FilipW FilipW - 8 months ago 45
R Question

Make all words uppercase in Wordcloud in R

When creating Wordclouds it is most common to make all the words lowercase. However, I want the wordclouds to display the words uppercase. After forcing the words to be uppercase the wordcloud still display lowercase words. Any ideas why?

Reproducable code:


data <- data.frame(text = c("Creativity is the art of being ‘productive’ by using
the available resources in a skillful manner.
Scientifically speaking, creativity is part of
our consciousness and we can be creative –
if we know – ’what goes on in our mind during
the process of creation’.
Let us now look at 6 examples of creativity which blows the mind."))

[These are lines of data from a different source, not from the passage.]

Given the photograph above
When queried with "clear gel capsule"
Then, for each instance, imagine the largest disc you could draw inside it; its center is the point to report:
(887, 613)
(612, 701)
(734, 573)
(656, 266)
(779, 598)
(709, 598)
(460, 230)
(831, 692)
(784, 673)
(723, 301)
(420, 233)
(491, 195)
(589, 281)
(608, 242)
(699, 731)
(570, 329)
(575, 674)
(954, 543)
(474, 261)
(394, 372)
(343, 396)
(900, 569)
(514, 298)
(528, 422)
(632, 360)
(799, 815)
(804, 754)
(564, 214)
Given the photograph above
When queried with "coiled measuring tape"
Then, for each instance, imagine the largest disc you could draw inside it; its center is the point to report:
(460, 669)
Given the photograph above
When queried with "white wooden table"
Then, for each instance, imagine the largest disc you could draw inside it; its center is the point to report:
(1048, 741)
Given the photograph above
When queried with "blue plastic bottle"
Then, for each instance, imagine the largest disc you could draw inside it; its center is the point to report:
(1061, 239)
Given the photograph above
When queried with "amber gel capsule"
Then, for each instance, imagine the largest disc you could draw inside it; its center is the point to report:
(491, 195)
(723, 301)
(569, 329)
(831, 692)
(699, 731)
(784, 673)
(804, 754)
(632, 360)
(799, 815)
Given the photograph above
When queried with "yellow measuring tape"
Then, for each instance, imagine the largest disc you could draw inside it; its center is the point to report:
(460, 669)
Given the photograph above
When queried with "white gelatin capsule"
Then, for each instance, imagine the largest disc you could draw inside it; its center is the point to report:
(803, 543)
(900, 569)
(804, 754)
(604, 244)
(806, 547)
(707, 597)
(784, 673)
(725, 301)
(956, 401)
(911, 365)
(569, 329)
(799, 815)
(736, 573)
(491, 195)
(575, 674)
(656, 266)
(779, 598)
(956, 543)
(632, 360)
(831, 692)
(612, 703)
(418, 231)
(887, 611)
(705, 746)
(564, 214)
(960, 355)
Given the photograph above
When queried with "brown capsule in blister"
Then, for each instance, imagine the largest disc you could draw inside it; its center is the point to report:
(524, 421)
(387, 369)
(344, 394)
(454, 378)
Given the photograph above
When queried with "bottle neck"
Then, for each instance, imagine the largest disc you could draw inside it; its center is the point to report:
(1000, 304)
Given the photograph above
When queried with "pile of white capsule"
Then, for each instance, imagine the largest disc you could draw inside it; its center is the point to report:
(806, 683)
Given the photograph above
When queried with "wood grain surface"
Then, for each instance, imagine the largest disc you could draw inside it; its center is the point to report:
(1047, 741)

text <- paste(data$text, collapse = " ")

# I am using toupper() to force the words to become uppercase.
text <- toupper(text)

source <- VectorSource(text)
corpus <- VCorpus(source, list(language = "en"))

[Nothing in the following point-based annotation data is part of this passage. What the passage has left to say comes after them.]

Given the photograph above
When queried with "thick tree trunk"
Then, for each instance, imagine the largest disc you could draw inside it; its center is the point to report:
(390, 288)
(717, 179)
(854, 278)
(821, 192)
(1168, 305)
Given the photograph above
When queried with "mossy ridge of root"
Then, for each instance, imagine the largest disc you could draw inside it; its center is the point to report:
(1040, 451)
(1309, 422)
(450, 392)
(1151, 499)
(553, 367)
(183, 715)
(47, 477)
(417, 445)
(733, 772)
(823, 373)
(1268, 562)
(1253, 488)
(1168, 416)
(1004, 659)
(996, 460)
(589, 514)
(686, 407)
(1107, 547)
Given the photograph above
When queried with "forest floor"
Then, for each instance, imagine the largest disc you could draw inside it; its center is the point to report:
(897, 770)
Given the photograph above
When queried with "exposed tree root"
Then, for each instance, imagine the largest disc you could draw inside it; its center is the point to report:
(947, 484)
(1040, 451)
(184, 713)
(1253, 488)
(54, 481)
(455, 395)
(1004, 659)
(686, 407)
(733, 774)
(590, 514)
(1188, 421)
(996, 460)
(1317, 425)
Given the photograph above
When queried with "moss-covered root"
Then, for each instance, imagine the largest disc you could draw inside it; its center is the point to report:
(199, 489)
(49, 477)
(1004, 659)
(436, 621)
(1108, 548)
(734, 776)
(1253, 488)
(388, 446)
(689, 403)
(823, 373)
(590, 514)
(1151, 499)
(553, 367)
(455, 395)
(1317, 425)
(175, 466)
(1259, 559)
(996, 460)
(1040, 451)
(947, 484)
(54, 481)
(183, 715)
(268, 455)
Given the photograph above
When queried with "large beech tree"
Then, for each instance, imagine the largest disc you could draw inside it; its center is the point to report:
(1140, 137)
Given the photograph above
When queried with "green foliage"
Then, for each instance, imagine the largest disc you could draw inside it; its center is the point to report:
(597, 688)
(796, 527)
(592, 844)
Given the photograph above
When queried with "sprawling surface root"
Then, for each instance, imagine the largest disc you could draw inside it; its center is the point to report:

# This is my function for cleaning the text
clean_corpus <- function(corpus){
corpus <- tm_map(corpus, removePunctuation)
corpus <- tm_map(corpus, removeNumbers)
corpus <- tm_map(corpus, stripWhitespace)
corpus <- tm_map(corpus, removeWords, c(stopwords("en")))

clean_corp <- clean_corpus(corpus)
data_tdm <- TermDocumentMatrix(clean_corp)
data_m <- as.matrix(data_tdm), colors = c("#224768", "#ffc000"), max.words = 50)

This produces to following output

enter image description here

Answer Source

It's because behind the scenes TermDocumentMatrix(clean_corp) is doing TermDocumentMatrix(clean_corp, control = list(tolower = TRUE)). If you set it to TermDocumentMatrix(clean_corp, control = list(tolower = FALSE)), then the words stay uppercase. Alternatively, you can also adjust the row names of your matrix afterwards: rownames(data_m) <- toupper(rownames(data_m)).